Andrea Fatona is trying to rectify the invisibility of the country's Black visual artists
As organizations throughout the country are tackling institutionalized racism, one professor at OCAD University is working to increase the visibility of Black artists in Canada.
Dr. Andrea Fatona, an independent art curator and associate professor at OCAD U’s faculty of art, has spent much of her career trying to make up for the lack of Black visual art from the country’s “official records,” which consist of art critics’ reviews and art archives.
Fatona is launching a reimagined version of her website The State Of Blackness: From Production To Presentation, which was originally started as a way to document an OCAD U conference from 2014.
“This resource is about making it clear that we are here and the work is being done,” says Fatona in an OCAD U press release. “As we try to decolonize spaces, it’s more important than ever to acknowledge artwork by diverse artists.”
The original two-day conference assembled artists, curators and scholars to examine Black diasporic artistic practice and representation in Canada. Since then, Fatona has expanded the site’s content to include spin-off projects from the conference, including a forum at the 2015 Venice Biennale to build transnational networks for Black Canadian visual artists, and a 2017 collaboration with video art distributor Vtape to compile data on Black Canadian video production.
The site also includes links to important resources such as Canadian Black-owned bookstores, with links to important essays by writers like Lillian Allen, Rinaldo Walcott and Kelsey Adams, among others, as well as links to YouTube and Facebook channels.
Fatona would eventually like to create a searchable, web-based, annotated database that includes visual art, essays and research papers, produced by and about, Black Canadian artists, critics and curators from 1989 to the present.
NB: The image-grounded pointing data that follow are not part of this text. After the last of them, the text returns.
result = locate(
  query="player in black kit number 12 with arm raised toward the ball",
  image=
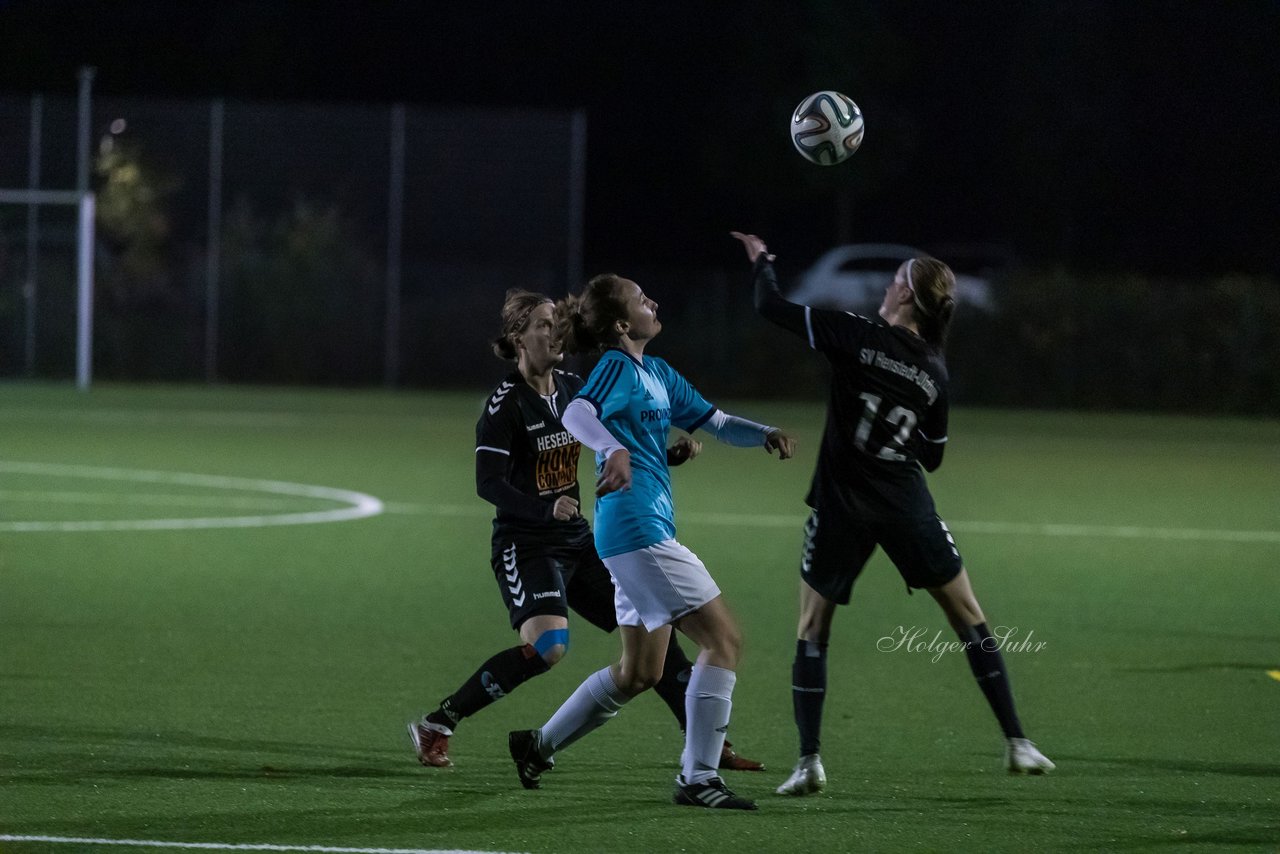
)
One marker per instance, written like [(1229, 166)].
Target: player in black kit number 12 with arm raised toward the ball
[(886, 418)]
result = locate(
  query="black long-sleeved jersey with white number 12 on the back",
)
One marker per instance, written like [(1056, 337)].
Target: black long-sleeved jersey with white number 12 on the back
[(888, 409)]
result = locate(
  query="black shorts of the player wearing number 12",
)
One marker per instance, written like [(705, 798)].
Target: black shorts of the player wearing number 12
[(838, 549)]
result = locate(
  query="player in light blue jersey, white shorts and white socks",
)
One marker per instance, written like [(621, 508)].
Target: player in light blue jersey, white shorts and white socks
[(624, 413)]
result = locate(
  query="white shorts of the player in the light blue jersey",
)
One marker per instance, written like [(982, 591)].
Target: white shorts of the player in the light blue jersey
[(659, 584)]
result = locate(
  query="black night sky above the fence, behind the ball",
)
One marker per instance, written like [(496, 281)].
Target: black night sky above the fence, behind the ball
[(1114, 135)]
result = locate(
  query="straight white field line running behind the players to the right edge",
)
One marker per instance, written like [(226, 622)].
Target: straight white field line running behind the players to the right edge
[(1008, 529)]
That year was chosen because it comes a year after Canada’s Multiculturalism Act went through.
“When we look around the art world, we see very few racialized artists, particularly Black artists, so I’m trying to understand how multiculturalism worked in terms of providing space, and debunk the myth that Black people are perennial newcomers to Canada,” says Fatona, who’s director of OCAD U’s Criticism and Curatorial Practice graduate program.
OCAD U’s president and vice-chancellor Sara Diamond says Fatona’s work to increase the profile of Black visual artists in Canada aligns with OCAD U’s philosophy.
“Supporting Dr. Fatona’s work to raise the profile of Black visual artists in Canada directly connects to OCAD University’s dedication to championing scholarship that paints a fuller picture of the history of art and art makers in Canada,” says Diamond.